Node sampling. With the above procedures, we have successfully generated graph embeddings that encompass adaptive and crucial features. Now, we need to further adaptively sample node features and edge features. To be more specific, we again cut from the perspective of the original graph, generate prior probabilities for nodes and edges based on the original graph, and incorporate these probabilities into the subsequent sampling process. The underlying logic of this strategy is to guide the sampling function to selectively favor nodes and edges in the original graph that are considered essential, thereby avoiding a completely random or uniform sampling of all elements.

We leverage the Gumbel-Softmax (Jang, Gu & Poole, 2016) reparametrization trick to generate a differentiable probability distribution, thus enabling the optimization of the sampling operation through gradient descent. Additionally, the introduction of Gumbel noise maintains a certain level of randomness, which is beneficial in preventing the model from over-concentrating on specific features, thereby mitigating the risk of under-generalization. Figure 2 takes node sampling as an example to describe in detail the feature correction and sampling process. The sampling probability of node $v_{i}$ can be expressed as: (15) $P_{i} = G u m b e l_S o f t m a x (N o d e_C e n t (v_{i}) h_{i}),$ where $N o d e_C e n t (\cdot)$ is the node centrality measure formula, $h_{i} \in H_{n}$ is the feature vector of node $v_{i}$ , and $N o d e_C e n t (\cdot) h_{i}$ denotes the adaptive sampling probability. With a combination of efficiency and performance considerations, we adopt node degree centrality as the metric function, which is formulated as:

(16) $N o d e_C e n t (v_{i}) = \frac{d_{i}}{N - 1} .$

In this context, N denotes the total number of nodes in the network which node $v_{i}$ belongs. Degree centrality is the most straightforward and broadly applied measure of node centrality in network analysis. This metric posits that nodes with more associated nodes are considered more important. For instance, in social networks, nodes represent users and edges represent connections between users. Users with a higher degree centrality tend to have greater influence.
Edge sampling. The edge sampling process is akin to node sampling, which aims to filter out edges with infrequent interactions between nodes. We utilize MLP to reduce the dimensionality of the generated edge features to prevent too much information from being lost in subsequent sampling, while obtaining a representative edge feature matrix $H_{e}$ . Then, by performing a Hadamard transformation between $H_{e}$ and the learned edge importance distribution from the original graph, we obtain an adaptive distribution matrix for the edges. Finally, we use the Gumbel_Softmax function to sample from the adaptive probability distribution and select the edges to be retained. In this process, $e_{i j}$ represents the edge connecting nodes $v_{i}$ and $v_{j}$ , and $h_{i j} \in H_{e}$ represents the feature vector of edge $e_{i j}$ , then we have:

(17) $P_{i j} = G u m b e l_S o f t m a x (E d g e_C e n t (e_{i j}) h_{i j}),$ where $E d g e_C e n t (\cdot)$ indicates edge centrality formula. We choose the average degree centrality of the two nodes linked by the edge as the edge centrality metric, which can better preserve the stability of the network structure.

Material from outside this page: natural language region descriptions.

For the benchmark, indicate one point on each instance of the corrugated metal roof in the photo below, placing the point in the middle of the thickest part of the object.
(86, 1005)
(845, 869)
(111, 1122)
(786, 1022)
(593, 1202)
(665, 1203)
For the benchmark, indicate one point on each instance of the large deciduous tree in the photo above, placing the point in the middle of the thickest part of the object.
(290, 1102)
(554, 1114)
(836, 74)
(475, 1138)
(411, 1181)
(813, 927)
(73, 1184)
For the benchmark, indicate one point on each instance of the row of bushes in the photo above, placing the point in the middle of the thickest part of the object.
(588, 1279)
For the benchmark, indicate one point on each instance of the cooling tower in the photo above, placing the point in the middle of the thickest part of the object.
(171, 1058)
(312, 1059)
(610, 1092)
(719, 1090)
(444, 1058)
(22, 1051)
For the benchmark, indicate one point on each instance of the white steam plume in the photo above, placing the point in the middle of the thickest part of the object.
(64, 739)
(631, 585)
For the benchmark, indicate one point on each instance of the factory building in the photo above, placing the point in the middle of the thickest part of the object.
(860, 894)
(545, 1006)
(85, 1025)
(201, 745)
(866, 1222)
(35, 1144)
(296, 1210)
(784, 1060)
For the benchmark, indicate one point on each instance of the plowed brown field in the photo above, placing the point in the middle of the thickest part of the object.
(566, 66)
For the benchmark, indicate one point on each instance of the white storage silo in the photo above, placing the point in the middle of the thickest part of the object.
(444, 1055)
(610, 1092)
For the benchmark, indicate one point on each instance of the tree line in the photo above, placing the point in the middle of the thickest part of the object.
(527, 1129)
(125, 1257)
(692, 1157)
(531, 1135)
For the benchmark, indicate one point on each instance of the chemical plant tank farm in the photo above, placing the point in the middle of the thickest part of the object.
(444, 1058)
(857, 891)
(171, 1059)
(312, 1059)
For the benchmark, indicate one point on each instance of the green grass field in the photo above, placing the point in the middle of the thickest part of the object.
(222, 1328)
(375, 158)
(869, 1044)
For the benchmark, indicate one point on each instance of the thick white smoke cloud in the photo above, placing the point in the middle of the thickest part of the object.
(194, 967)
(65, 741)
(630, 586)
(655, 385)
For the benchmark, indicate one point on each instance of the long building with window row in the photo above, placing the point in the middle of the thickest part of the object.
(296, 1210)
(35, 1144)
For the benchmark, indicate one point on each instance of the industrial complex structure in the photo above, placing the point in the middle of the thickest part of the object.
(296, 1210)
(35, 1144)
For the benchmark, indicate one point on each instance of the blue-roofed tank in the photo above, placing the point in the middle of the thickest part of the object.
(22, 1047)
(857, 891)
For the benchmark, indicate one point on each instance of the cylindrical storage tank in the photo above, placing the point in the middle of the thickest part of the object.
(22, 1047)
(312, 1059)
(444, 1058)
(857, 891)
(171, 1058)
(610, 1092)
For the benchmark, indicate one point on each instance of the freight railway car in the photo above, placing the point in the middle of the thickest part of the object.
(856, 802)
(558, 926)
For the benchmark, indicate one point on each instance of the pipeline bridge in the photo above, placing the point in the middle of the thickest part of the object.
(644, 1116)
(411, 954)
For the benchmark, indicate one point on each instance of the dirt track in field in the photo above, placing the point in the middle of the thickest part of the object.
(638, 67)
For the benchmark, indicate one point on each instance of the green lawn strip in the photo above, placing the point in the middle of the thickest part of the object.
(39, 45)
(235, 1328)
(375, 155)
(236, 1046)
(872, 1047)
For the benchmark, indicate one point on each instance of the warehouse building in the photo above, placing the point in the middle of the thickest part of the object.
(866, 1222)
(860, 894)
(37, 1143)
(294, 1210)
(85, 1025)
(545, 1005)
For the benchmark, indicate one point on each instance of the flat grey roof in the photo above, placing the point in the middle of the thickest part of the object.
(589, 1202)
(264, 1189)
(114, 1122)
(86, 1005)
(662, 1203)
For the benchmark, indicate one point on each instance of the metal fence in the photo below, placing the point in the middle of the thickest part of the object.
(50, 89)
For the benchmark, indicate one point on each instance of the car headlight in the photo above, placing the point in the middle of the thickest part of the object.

(18) $E d g e_C e n t (e_{i j}) = \frac{N o d e_C e n t (v_{i}) + N o d e_C e n t (v_{j})}{2} .$

Through the aforementioned adaptive encoding and sampling strategies, we successfully preserve the key elements of the graph’s inherent attributes, which form the foundation for deep integration of the graph.

Figure 2: Diagram of node feature correction and sampling.

Download full-size image

DOI: 10.7717/peerj-cs.3101/fig-2

Architecture of contrastive learning

In this article, the proposed graph contrastive learning framework adheres to the well-known InfoMin (Tian et al., 2020) principle, aiming to maximize the mutual information between the augmented views and the input graph while minimizing the mutual information between generated views. Following the settings of AutoGCL (Yin et al., 2022), we adopt three loss functions to constrain the contrastive learning framework: contrastive loss, similarity loss and classification loss.

Drawing from the previous works (Chen et al., 2020b; You et al., 2020), we use the normalized temperature-scaled cross entropy loss (NT-Xent) (Sohn, 2016) as our contrastive loss function to force the positive sample pairs to draw closer while separating the negative samples. Randomly select a batch comprising N graphs and obtain $2 N$ views via two independent view generators. Arbitrarily specify $z_{1, i} \in Z^{(1)}, z_{2, j} \in Z^{(2)}$ as the generated views from different view generators respectively, and treat the two as a pair of positive samples. Negative samples are naturally defined as views from the other $2 (N - 1)$ views. Formally, we define the cosine similarity function $θ (z_{1, i}, z_{2, j}) = \frac{z_{1, i} \cdot z_{2, j}}{‖ z_{1, i} ‖_{2} \cdot ‖ z_{2, j} ‖_{2}}$ . Set the pairwise objective for each positive pair $(z_{1, i}, z_{2, j})$ as $ℓ (i, j)$ , then the overall objective function can be expressed as $L_{c l}$ , where $τ$ denotes the temperature parameter.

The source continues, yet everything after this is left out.